Web-sockets tunnel for HTTP requests: facilitates requests to an HTTP server sitting behind a firewall.
WStunnel creates an HTTPS tunnel that can connect servers sitting behind an HTTP proxy and firewall to clients on the internet. It differs from many other projects by handling many concurrent tunnels allowing a central client (or set of clients) to make requests to many servers sitting behind firewalls. Each client/server pair are joined through a rendez-vous token.
At the application level the situation is as follows, an HTTP client wants to make request to an HTTP server behind a firewall and the ingress is blocked by a firewall:
HTTP-client ===> ||firewall|| ===> HTTP-server
The WStunnel app implements a tunnel through the firewall. The assumption is that the WStunnel client app running on the HTTP-server box can make outbound HTTPS requests. In the end there are 4 components running on 3 servers involved:
the http-client application on a client box initiates HTTP requests
the http-server application on a server box behind a firewall handles the HTTP requests
the WStunnel server application on a 3rd box near the http-client intercepts the http-client's requests in order to tunnel them through (it acts as a surrogate "server" to the http-client)
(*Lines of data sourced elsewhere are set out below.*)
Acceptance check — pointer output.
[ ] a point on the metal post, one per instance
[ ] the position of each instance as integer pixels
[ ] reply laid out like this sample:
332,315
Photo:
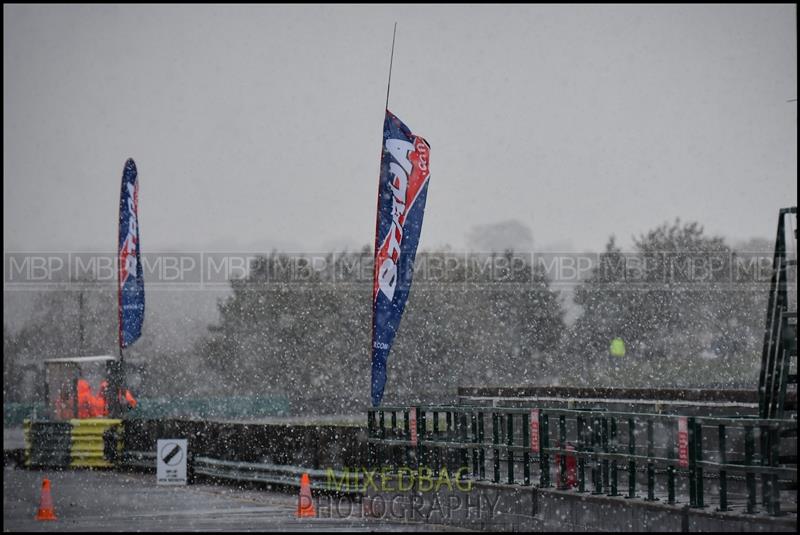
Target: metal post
544,448
474,421
481,453
371,436
614,473
750,477
631,462
422,428
692,471
407,436
604,444
382,436
581,454
698,459
436,452
651,467
597,472
496,442
526,455
671,471
723,474
462,418
775,497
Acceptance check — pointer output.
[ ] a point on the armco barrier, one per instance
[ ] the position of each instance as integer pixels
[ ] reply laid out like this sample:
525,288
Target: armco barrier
75,443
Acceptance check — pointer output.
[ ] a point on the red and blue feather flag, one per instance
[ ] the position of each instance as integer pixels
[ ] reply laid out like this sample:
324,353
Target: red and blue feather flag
402,192
131,277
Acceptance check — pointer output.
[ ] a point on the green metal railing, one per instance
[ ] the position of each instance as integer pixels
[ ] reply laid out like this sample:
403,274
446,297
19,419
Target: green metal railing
713,453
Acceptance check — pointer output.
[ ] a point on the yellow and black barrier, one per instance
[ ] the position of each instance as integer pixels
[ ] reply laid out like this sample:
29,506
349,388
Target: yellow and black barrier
86,443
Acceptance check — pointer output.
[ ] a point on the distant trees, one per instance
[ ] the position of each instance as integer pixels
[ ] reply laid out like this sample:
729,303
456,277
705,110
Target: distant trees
689,308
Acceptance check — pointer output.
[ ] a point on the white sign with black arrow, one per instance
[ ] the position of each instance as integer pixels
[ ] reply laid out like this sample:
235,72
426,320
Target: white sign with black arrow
171,456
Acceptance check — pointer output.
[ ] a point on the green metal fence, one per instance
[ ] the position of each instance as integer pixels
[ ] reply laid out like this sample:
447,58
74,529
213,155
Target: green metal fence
679,458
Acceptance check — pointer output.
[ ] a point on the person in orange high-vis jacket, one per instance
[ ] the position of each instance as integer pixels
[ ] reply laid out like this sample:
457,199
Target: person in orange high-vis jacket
85,399
130,401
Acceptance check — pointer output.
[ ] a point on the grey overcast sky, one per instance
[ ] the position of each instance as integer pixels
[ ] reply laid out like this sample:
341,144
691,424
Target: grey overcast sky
260,125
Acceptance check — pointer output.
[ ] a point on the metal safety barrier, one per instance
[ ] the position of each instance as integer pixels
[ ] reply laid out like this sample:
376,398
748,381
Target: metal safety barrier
679,458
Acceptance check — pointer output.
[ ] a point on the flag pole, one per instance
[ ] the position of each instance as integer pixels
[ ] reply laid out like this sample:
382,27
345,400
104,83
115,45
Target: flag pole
391,59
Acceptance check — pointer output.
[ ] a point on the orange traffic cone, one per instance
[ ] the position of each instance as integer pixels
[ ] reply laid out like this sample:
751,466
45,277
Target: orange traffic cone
46,511
305,505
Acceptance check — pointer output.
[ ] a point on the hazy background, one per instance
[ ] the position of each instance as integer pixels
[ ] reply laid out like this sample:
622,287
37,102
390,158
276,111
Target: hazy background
258,127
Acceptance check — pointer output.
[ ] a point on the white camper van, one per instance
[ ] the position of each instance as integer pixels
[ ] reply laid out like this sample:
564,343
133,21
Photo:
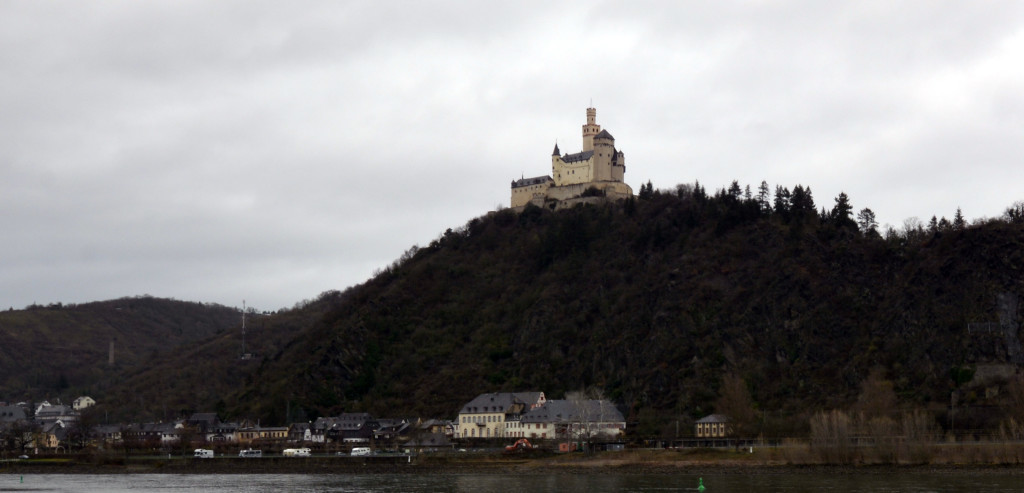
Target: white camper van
296,453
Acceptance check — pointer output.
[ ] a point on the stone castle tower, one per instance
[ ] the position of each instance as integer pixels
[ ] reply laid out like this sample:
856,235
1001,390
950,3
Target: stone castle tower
596,171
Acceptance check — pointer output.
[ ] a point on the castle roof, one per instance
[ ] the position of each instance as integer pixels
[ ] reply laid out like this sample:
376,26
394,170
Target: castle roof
571,158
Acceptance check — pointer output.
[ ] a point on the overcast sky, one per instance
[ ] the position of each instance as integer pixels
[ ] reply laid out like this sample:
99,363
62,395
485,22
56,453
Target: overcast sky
221,151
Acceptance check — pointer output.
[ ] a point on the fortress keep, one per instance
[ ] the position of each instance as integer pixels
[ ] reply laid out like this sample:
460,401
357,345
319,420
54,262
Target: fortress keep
592,174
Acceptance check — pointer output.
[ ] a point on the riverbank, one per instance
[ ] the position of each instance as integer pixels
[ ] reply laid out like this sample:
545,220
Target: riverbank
637,461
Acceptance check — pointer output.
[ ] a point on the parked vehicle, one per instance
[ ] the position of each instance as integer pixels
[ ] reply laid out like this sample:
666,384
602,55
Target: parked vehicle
296,452
520,445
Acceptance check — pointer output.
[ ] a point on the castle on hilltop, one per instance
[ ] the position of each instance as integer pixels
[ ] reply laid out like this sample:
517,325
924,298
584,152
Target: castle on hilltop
593,174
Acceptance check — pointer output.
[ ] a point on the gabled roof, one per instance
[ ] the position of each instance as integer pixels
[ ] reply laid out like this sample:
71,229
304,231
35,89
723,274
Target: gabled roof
502,402
11,413
714,418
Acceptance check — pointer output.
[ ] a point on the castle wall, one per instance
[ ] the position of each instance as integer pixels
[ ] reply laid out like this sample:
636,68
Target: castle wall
571,173
522,195
599,166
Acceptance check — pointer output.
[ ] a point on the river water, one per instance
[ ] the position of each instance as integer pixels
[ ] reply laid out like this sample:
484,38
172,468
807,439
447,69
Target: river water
595,483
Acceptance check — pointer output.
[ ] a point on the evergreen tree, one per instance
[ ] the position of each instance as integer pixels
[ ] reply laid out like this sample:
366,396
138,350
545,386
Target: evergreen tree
958,222
866,221
781,204
801,202
842,213
1015,213
734,191
763,195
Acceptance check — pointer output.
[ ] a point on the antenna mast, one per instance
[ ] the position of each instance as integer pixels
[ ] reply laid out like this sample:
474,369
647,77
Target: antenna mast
243,328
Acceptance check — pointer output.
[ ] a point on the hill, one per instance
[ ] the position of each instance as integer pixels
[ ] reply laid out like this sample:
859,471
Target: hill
656,301
64,351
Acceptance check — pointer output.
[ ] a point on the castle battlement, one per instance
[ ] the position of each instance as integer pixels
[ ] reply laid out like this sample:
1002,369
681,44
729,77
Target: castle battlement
599,166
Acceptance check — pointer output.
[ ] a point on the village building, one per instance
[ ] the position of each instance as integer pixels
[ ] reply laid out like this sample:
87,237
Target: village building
712,426
489,415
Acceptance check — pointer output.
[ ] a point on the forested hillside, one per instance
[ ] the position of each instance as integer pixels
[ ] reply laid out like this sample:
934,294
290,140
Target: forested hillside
654,300
62,351
665,303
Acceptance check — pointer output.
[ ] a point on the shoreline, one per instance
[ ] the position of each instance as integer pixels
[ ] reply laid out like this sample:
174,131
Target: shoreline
445,465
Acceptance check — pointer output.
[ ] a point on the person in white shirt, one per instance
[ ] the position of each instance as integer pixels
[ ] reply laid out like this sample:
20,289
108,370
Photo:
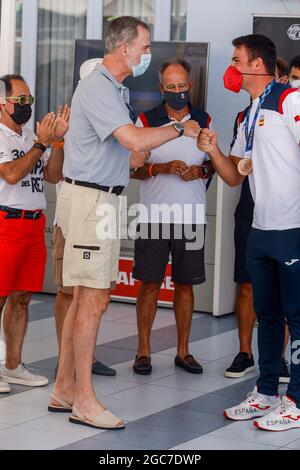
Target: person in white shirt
23,169
295,72
267,150
173,176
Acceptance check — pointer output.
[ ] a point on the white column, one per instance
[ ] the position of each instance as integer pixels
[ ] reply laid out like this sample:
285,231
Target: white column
7,40
94,19
162,20
29,45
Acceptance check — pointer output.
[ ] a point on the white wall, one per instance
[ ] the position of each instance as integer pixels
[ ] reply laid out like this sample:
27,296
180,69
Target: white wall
218,22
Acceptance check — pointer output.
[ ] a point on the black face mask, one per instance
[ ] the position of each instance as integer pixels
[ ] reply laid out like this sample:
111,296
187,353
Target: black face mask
177,101
21,114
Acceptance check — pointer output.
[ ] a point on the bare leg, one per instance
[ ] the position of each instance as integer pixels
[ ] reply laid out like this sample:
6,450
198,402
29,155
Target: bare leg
62,304
15,326
91,307
146,307
183,308
245,317
65,380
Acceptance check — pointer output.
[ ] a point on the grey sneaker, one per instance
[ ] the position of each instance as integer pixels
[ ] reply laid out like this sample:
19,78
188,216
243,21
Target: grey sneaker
4,387
23,376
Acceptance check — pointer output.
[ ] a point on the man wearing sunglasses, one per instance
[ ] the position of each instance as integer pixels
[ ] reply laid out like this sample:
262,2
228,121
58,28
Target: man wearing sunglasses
23,169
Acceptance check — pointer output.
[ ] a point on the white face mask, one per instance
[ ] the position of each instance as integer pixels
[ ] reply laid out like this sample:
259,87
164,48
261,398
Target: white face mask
295,83
141,68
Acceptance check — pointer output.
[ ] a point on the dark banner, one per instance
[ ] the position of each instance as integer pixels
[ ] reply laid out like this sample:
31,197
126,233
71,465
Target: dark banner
284,31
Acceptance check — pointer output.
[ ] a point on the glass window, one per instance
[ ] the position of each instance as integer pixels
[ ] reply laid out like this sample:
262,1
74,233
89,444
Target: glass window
59,24
18,41
178,25
141,9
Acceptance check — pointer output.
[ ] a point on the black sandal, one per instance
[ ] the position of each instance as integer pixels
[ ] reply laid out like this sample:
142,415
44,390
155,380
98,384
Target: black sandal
142,365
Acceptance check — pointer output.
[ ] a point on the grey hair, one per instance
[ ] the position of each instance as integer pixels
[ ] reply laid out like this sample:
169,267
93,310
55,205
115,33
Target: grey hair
122,30
183,63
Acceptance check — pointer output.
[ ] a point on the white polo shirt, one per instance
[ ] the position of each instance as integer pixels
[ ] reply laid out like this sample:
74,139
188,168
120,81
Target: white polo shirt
189,198
275,180
27,194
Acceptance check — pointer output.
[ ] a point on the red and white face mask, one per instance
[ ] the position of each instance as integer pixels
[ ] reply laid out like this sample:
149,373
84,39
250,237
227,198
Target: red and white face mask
233,79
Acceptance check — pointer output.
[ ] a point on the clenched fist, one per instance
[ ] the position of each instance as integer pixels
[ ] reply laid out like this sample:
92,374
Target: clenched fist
207,141
138,159
191,129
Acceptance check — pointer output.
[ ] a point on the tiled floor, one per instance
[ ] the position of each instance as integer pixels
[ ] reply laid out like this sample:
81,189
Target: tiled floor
168,410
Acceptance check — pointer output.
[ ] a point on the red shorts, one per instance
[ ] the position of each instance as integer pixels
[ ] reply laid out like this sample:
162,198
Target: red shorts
23,254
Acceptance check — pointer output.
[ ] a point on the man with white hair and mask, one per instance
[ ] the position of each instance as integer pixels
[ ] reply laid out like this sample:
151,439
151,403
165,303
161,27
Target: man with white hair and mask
64,295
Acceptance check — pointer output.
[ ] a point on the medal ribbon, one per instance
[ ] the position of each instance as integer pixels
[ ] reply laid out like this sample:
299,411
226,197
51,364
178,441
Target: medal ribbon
249,135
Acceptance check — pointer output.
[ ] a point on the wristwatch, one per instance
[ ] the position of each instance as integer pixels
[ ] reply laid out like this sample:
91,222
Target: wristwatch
179,128
40,146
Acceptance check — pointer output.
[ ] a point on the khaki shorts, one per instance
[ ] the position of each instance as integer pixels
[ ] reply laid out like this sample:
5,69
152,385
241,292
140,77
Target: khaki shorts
89,221
58,246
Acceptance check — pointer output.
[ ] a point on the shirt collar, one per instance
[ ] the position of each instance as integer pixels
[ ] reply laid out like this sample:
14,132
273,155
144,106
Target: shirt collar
123,89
the WStunnel client application on the server box hands the http requests to the local http-server app (it acts as a "client" to the http-server) The result looks something like this:
But this is not the full picture. Many WStunnel clients can connect to the same server and many http-clients can make requests. The rendez-vous between these is made using secret tokens that are registered by the WStunnel client. The steps are as follows:
WStunnel client is initialized with a token, which typically is a sizeable random string, and the hostname of the WStunnel server to connect to
WStunnel client connects to the WStunnel server using WSS or HTTPS and verifies the hostname-certificate match
WStunnel client announces its token to the WStunnel server
HTTP-client makes an HTTP request to WStunnel server with a std URI and a header containing the secret token
WStunnel server forwards the request through the tunnel to WStunnel client
WStunnel client receives the request and issues the request to the local server
WStunnel client receives the HTTP reqponse and forwards that back through the tunnel, where WStunnel server receives it and hands it back to HTTP-client on the still-open original HTTP request
In addition to the above functionality, wstunnel does some queuing in order to handle situations where the tunnel is momentarily not open. However, during such queing any HTTP connections to the HTTP-server/client remain open, i.e., they are not made aware of the queueing happening.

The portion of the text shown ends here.